IRC, freenode, #hurd, 2011-11-08

<mcsim> who else uses defpager besides tmpfs and kernel?
<braunr> normally, nothing directly
<mcsim> than why tmpfs should use defpager?
<braunr> it's its backend
<braunr> backign store rather
<braunr> the backing store of most file systems are partitions
<braunr> tmpfs has none, it uses the swap space
<mcsim> if we allocate memory for tmpfs using vm_allocate, will it be able
  to use swap partition?
<braunr> it should
<braunr> vm_allocate just maps anonymous memory
<braunr> anonymous memory uses swap space as its backing store too
<braunr> but be aware that this part of the vm system is known to have
<braunr> which is why all mach based implementations have rewritten their
  default pager
<mcsim> what kind of deficiencies?
<braunr> bugs
<braunr> and design issues, making anonymous memory fragmentation horrible
<antrik> mcsim: vm_allocate doesn't return a memory object; so it can't be
  passed to clients for mmap()
<mcsim> antrik: I use vm_allocate in pager_read_page
<antrik> mcsim: well, that means that you have to actually implement a
  pager yourself
<antrik> also, when the kernel asks the pager to write back some pages, it
  expects the memory to become free. if you are "paging" to ordinary
  anonymous memory, this doesn't happen; so I expect it to have a very bad
  effect on system performance
<antrik> both can be avoided by just passing a real anonymous memory
  object, i.e. one provided by the defpager
<antrik> only problem is that the current defpager implementation can't
  really handle that...
<antrik> at least that's my understanding of the situation

IRC, freenode, #hurd, 2013-07-05

<teythoon> btw, why does the tmpfs translator have to talk to the pager?
<teythoon> to get more control about how the memory is paged out?
<teythoon> read lot's of irc logs about tmpfs on the wiki, but I couldn't
  find the answer to that
<mcsim> teythoon: did you read this?
<teythoon> mcsim: I did
<mcsim> teythoon: Last discussion, i think has very good point.
<mcsim> To provide memory objects you should implement pager interface
<mcsim> And if you implement pager interface you are the one who is asked
  to write data to backing storage to evict them
<mcsim> But tmpfs doesn't do this
<teythoon> mmm, clients doing mmap...
<mcsim> teythoon: You don't have mmap
<mcsim> teythoon: mmap is implemented on top of mach interface
<mcsim> teythoon: I mean you don't have mmap at this level
<teythoon> mcsim: sure, but that's close enough for me at this point
<mcsim> teythoon: diskfs interface requires implementor to provide a memory
  object port (send right)
<mcsim> Guest8183: Why tmpfs requires defpager
<Guest8183> how did you get to talk about that ?
<mcsim> I was just asked
<teythoon> Guest8183: it's just so unsettling that tmpfs has to be started
  as root :/
<Guest8183> teythoon: why ?
*** Guest8183 ( is now known as braunr_
<teythoon> braunr_: b/c starting translators isn't a privileged operation,
  and starting a tmpfs translator that doesn't even access any device but
  "just" memory shouldn't require any special privileges as well imho
<teythoon> so why is tmpfs not based on say libnetfs? b/c it is used for
  d-i and someone (apt?) mmaps stuff?
<pinotree> being libdiskfs-based isn't much the issue, iirc
<kilobug> teythoon: AFAIK apt uses mmap, yes
<braunr_> teythoon: right
<braunr_> a ramfs is actually tricky to implement well
<mcsim> braunr_: What do you mean under "to implement well"?
<braunr_> as efficiently as possible
<braunr_> i.e. being as close as possible to the page cache for minimum
<mcsim> braunr: AFAIK ramfs should not use swap partition, so page cache
  shouldn't be relevant for it.
<braunr> i'm talking about a ramfs in general
<braunr> not the specific linux ramfs
<braunr> in linux, what they call ramfs is the tiny version of tmpfs that
  doesn't use swap
<braunr> i actually don't like "tmpfs" much
<braunr> memfs may be more appropriate
<braunr> anyway
<mcsim> braunr: I see.

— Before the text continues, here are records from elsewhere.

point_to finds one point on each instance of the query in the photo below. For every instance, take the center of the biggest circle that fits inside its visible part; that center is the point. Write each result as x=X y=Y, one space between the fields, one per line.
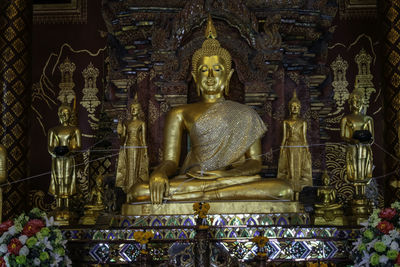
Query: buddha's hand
x=159 y=186
x=208 y=175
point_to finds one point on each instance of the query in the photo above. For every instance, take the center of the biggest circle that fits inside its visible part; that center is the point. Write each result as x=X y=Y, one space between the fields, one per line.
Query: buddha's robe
x=221 y=136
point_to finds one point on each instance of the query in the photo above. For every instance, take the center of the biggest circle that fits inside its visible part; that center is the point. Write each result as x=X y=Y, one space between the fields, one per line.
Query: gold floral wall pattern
x=340 y=83
x=67 y=84
x=90 y=101
x=364 y=76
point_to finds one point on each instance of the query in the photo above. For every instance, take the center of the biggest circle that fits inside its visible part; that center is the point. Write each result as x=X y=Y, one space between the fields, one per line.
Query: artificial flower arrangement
x=378 y=244
x=32 y=240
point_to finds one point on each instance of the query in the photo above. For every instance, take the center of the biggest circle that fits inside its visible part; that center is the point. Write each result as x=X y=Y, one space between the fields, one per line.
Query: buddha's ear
x=195 y=82
x=228 y=79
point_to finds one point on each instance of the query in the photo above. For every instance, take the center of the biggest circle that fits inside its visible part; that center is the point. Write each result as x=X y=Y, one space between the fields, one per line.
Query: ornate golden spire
x=211 y=32
x=294 y=98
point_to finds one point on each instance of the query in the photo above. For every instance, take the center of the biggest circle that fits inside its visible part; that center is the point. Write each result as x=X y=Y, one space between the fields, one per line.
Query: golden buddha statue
x=357 y=130
x=295 y=158
x=96 y=203
x=63 y=140
x=97 y=193
x=225 y=138
x=3 y=175
x=327 y=211
x=132 y=160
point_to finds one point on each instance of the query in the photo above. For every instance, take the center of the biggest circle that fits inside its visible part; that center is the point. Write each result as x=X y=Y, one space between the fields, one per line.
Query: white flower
x=12 y=230
x=383 y=259
x=67 y=261
x=364 y=262
x=394 y=234
x=47 y=243
x=49 y=221
x=396 y=205
x=23 y=239
x=7 y=259
x=386 y=239
x=371 y=244
x=57 y=258
x=3 y=236
x=394 y=245
x=3 y=248
x=24 y=251
x=36 y=261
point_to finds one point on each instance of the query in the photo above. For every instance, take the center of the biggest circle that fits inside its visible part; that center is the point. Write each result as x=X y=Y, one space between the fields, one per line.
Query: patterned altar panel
x=392 y=82
x=229 y=235
x=15 y=71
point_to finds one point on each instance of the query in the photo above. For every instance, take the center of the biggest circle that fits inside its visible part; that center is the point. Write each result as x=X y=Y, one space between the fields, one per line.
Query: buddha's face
x=356 y=103
x=135 y=109
x=64 y=114
x=294 y=108
x=211 y=76
x=325 y=180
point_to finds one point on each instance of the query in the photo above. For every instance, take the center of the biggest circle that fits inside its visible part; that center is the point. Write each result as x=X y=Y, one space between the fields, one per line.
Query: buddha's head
x=356 y=101
x=294 y=104
x=64 y=114
x=135 y=107
x=211 y=65
x=99 y=181
x=325 y=178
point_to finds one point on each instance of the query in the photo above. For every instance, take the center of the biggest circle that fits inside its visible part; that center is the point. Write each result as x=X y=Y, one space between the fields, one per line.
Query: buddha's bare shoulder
x=183 y=109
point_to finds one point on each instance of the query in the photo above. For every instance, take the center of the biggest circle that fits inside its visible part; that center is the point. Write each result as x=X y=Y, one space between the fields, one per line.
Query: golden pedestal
x=64 y=217
x=329 y=217
x=361 y=209
x=91 y=214
x=216 y=207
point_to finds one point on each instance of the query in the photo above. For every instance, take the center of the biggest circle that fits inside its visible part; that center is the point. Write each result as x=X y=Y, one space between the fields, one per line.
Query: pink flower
x=385 y=227
x=387 y=213
x=14 y=246
x=4 y=226
x=32 y=227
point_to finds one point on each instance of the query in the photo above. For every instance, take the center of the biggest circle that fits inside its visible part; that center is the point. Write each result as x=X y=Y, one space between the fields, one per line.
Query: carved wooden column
x=392 y=95
x=15 y=73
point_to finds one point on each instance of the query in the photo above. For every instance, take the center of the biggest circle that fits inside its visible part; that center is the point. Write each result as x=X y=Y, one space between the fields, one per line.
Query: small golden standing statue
x=327 y=211
x=225 y=141
x=96 y=203
x=132 y=160
x=357 y=130
x=295 y=158
x=63 y=140
x=3 y=175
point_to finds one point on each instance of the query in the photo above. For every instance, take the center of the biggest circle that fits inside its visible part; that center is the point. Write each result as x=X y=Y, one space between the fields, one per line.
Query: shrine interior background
x=102 y=52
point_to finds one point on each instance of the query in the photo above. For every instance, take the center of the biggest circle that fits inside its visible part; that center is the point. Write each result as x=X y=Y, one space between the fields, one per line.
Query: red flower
x=4 y=227
x=14 y=246
x=387 y=213
x=32 y=227
x=385 y=227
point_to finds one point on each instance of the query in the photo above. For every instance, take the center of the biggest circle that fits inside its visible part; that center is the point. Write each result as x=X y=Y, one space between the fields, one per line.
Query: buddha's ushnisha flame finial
x=211 y=32
x=135 y=100
x=211 y=47
x=294 y=98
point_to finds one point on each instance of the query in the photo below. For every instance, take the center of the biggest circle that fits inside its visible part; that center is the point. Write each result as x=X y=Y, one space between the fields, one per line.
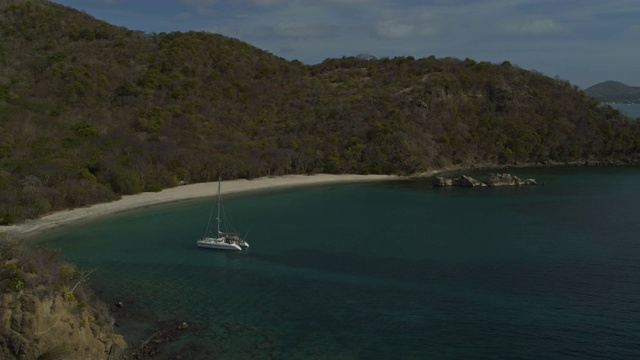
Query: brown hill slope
x=90 y=111
x=47 y=313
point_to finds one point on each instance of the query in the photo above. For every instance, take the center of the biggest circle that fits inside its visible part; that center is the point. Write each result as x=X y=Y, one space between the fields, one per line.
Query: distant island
x=614 y=92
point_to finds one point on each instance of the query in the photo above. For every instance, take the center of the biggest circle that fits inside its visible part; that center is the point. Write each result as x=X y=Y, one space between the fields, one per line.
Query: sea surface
x=631 y=110
x=383 y=270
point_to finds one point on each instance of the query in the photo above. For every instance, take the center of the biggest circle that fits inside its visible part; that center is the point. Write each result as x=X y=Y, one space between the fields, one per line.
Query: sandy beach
x=184 y=192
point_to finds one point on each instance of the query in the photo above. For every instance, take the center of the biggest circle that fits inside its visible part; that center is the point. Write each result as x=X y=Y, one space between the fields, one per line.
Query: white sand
x=184 y=192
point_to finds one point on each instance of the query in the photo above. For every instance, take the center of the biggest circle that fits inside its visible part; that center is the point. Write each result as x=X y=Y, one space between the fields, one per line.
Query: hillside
x=46 y=312
x=91 y=111
x=613 y=91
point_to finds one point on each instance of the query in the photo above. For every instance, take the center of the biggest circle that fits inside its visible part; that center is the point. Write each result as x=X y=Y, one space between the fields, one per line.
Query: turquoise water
x=391 y=270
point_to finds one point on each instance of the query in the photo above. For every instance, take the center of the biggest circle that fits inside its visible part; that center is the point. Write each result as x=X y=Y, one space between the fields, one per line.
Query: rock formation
x=53 y=328
x=508 y=180
x=46 y=312
x=492 y=180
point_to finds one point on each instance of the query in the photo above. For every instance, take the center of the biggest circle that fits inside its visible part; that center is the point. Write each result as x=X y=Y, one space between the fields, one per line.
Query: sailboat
x=224 y=240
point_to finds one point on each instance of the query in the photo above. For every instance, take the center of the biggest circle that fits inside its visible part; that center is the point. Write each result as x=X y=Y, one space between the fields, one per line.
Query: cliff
x=47 y=313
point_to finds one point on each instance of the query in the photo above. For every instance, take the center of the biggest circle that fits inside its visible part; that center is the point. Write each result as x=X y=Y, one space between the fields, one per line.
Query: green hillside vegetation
x=614 y=91
x=91 y=111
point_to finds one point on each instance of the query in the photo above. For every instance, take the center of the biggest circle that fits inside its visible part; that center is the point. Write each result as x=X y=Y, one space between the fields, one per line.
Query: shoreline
x=201 y=190
x=178 y=193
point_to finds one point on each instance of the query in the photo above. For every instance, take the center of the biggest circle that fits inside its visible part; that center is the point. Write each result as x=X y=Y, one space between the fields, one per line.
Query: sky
x=582 y=41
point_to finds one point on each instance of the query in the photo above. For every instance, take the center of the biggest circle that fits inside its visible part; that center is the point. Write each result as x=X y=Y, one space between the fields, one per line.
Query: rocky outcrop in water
x=492 y=180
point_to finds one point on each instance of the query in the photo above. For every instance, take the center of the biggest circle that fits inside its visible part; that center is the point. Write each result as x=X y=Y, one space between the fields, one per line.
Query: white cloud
x=297 y=31
x=395 y=25
x=534 y=26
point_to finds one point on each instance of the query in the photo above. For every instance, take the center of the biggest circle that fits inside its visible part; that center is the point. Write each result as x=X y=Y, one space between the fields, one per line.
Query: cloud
x=533 y=26
x=297 y=31
x=398 y=25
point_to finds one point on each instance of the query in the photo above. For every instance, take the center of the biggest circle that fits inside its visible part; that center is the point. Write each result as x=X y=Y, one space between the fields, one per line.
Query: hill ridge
x=614 y=91
x=90 y=111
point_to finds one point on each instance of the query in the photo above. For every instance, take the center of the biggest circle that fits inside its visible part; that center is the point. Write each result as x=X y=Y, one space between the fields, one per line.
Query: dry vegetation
x=90 y=111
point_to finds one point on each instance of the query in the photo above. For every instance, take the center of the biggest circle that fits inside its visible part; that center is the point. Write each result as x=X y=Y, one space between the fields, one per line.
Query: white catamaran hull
x=225 y=240
x=217 y=244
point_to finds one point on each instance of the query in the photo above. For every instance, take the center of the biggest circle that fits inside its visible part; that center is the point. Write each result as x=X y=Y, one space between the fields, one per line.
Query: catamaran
x=224 y=240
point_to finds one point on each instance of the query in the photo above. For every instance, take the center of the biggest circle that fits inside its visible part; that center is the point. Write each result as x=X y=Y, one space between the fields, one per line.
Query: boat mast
x=219 y=198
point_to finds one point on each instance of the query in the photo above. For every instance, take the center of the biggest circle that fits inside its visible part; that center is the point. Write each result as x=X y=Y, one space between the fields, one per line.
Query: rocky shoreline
x=492 y=180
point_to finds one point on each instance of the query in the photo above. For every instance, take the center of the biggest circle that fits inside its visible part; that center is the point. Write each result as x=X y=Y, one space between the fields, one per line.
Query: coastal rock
x=467 y=181
x=53 y=327
x=508 y=180
x=442 y=181
x=492 y=180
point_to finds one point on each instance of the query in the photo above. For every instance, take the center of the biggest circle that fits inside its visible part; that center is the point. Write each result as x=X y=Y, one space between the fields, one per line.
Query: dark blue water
x=392 y=270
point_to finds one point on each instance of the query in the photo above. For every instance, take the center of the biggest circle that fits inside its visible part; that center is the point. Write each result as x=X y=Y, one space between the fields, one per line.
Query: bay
x=385 y=270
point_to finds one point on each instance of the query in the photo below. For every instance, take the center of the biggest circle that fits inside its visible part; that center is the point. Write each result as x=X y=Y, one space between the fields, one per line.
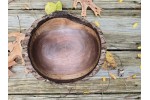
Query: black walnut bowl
x=65 y=48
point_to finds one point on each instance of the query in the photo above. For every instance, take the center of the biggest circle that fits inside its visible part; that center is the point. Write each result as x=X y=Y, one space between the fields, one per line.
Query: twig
x=19 y=23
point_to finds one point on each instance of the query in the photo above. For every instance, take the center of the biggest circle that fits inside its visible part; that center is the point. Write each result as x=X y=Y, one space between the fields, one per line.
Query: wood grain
x=76 y=97
x=23 y=86
x=105 y=4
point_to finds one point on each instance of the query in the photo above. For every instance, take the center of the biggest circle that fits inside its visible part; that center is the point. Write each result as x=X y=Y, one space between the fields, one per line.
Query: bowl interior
x=62 y=49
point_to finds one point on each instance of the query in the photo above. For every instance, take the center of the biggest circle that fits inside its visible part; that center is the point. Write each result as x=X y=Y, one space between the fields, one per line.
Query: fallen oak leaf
x=97 y=23
x=50 y=7
x=112 y=76
x=85 y=4
x=15 y=50
x=110 y=61
x=120 y=1
x=103 y=79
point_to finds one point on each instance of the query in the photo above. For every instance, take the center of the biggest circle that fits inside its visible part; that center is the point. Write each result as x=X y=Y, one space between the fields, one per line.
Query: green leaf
x=50 y=7
x=59 y=6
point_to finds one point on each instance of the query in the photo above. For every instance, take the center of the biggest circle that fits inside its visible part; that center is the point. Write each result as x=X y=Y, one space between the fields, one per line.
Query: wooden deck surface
x=116 y=23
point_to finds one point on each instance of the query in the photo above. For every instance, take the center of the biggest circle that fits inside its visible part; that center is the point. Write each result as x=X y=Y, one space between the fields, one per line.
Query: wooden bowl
x=64 y=48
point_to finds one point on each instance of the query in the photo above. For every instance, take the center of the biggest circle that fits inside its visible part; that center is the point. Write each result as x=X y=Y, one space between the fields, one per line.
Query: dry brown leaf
x=103 y=79
x=15 y=50
x=112 y=76
x=85 y=4
x=110 y=61
x=10 y=73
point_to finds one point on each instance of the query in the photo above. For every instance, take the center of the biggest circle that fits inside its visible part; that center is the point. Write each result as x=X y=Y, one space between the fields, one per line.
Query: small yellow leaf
x=26 y=6
x=133 y=76
x=135 y=25
x=112 y=76
x=120 y=1
x=111 y=60
x=50 y=7
x=140 y=66
x=86 y=92
x=139 y=56
x=59 y=6
x=103 y=79
x=97 y=23
x=139 y=47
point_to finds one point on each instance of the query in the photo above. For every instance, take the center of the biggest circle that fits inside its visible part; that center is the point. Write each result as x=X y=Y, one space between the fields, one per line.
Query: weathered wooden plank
x=76 y=97
x=22 y=83
x=105 y=4
x=31 y=86
x=134 y=13
x=117 y=30
x=130 y=63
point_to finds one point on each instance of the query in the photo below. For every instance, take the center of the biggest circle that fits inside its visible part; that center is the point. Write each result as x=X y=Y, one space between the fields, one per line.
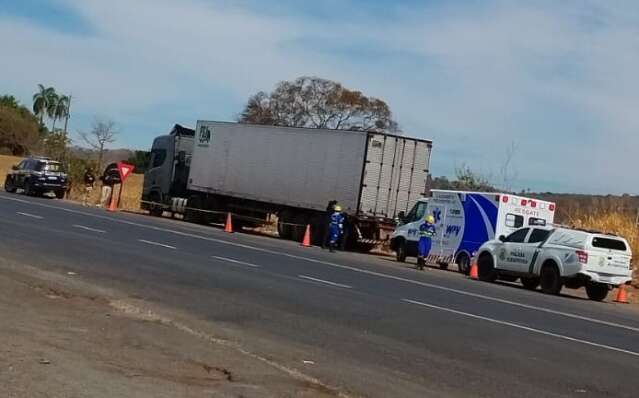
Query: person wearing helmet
x=426 y=233
x=336 y=228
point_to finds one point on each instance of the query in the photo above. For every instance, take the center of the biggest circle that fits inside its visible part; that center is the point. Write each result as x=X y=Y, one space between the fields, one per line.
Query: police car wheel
x=597 y=291
x=400 y=251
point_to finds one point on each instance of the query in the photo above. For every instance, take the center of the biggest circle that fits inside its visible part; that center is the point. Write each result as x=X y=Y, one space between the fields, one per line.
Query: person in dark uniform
x=330 y=209
x=336 y=228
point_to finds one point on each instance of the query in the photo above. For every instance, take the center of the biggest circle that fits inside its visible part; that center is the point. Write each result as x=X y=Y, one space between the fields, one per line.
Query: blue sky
x=555 y=80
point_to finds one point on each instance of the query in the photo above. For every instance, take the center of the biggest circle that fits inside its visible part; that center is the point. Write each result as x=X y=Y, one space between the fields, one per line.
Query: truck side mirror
x=401 y=217
x=182 y=157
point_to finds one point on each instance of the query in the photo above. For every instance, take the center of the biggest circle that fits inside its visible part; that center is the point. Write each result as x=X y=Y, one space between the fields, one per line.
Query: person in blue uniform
x=336 y=228
x=426 y=233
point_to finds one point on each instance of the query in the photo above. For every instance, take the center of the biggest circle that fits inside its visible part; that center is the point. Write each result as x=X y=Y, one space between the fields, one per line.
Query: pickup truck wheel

And do you consider defpager variant as "close as
  possible to the page cache"?
<braunr> not far at least
<braunr> if we were able to use it for memory obects, it would be nice
<braunr> but defpager only gets attached to objects when they're evicted
<braunr> before that, anonymous (or temporary, in mach terminology) objects
  have no backing store
<braunr> this was probably designed without having tmpfs in mind
<braunr> i wonder if it's possible to create a memory object without a
  backing store
<mcsim> what should happen to it if kernel decides to evict it?
<braunr> it sets the default pager as its backing store and pushes it out
<mcsim> that's how it works now, but you said "create a memory object
  without a backing store"
<braunr> mach can do that
<braunr> i was wondering if we could do that too from userspace
<mcsim> mach does not evict such objects, unless it bound a defpager to
<mcsim> but how can you handle this in userspace?
<braunr> i mean, create a memory object with a null control port
<braunr> mcsim: is that clearer ?
<mcsim> suppose you create such object, how kernel will evict it if kernel
  does not know who is responsible for eviction of this object?
<braunr> it does
<braunr> 16:41 < braunr> it sets the default pager as its backing store and
  pushes it out
<braunr> that's how i intend to do it on x15 at least
<braunr> but it's much simpler there because uvm provides better separation
  between anonymous and file memory
<braunr> whereas they're much too similar in mach vm
<mcsim> than what the difference between current situation, when you
  explicitly invoke defpager to create object and implicit method you
<braunr> you don't need a true defpager unless you actually have swap
<mcsim> ok
<mcsim> now I see
<braunr> it also saves the communication overhead when initializing the
<mcsim> thank you
<braunr> which may be important since we use ramfs for speed mostly
<mcsim> agree
<braunr> it should also simplify the defpager implementation, since it
  would only have a single client, the kernel
<braunr> which may also be important with regard to global design
<braunr> one thing which is in my opinion very wrong with mach is that it
  may be a client
<braunr> a well designed distributed system should normally not allow on
  component to act as both client and server toward another
<braunr> i.e. the kernel should only be a server, not a client
<braunr> and there should be a well designed server hierarchy to avoid
<braunr> (such as the one we had in libpager because of that)
<mcsim> And how about filesystem? It acts both as server and as client
<braunr> yes
<braunr> but not towards the same other component
<braunr> application -> file system -> kernel
<braunr> no "<->"
<braunr> the qnx documentation explains that quite well
<braunr> let me see if i can find the related description
<mcsim> Basically, I've got your point. And I would rather agree that
  kernel should not act as client
<braunr> mcsim:
<braunr> one way to implement that (and qnx does that too) is to make
  pagers act as client only
<braunr> they sleep in the kernel, waiting for a reply
<braunr> and when the kernel needs to evict something, a reply is sent
<braunr> (qnx doesn't actually do that for paging, but it's a general idea)
<mcsim> braunr: how hierarchy of senders is enforced?
<braunr> it's not
<braunr> developers must take care
<braunr> same as locking, be careful about it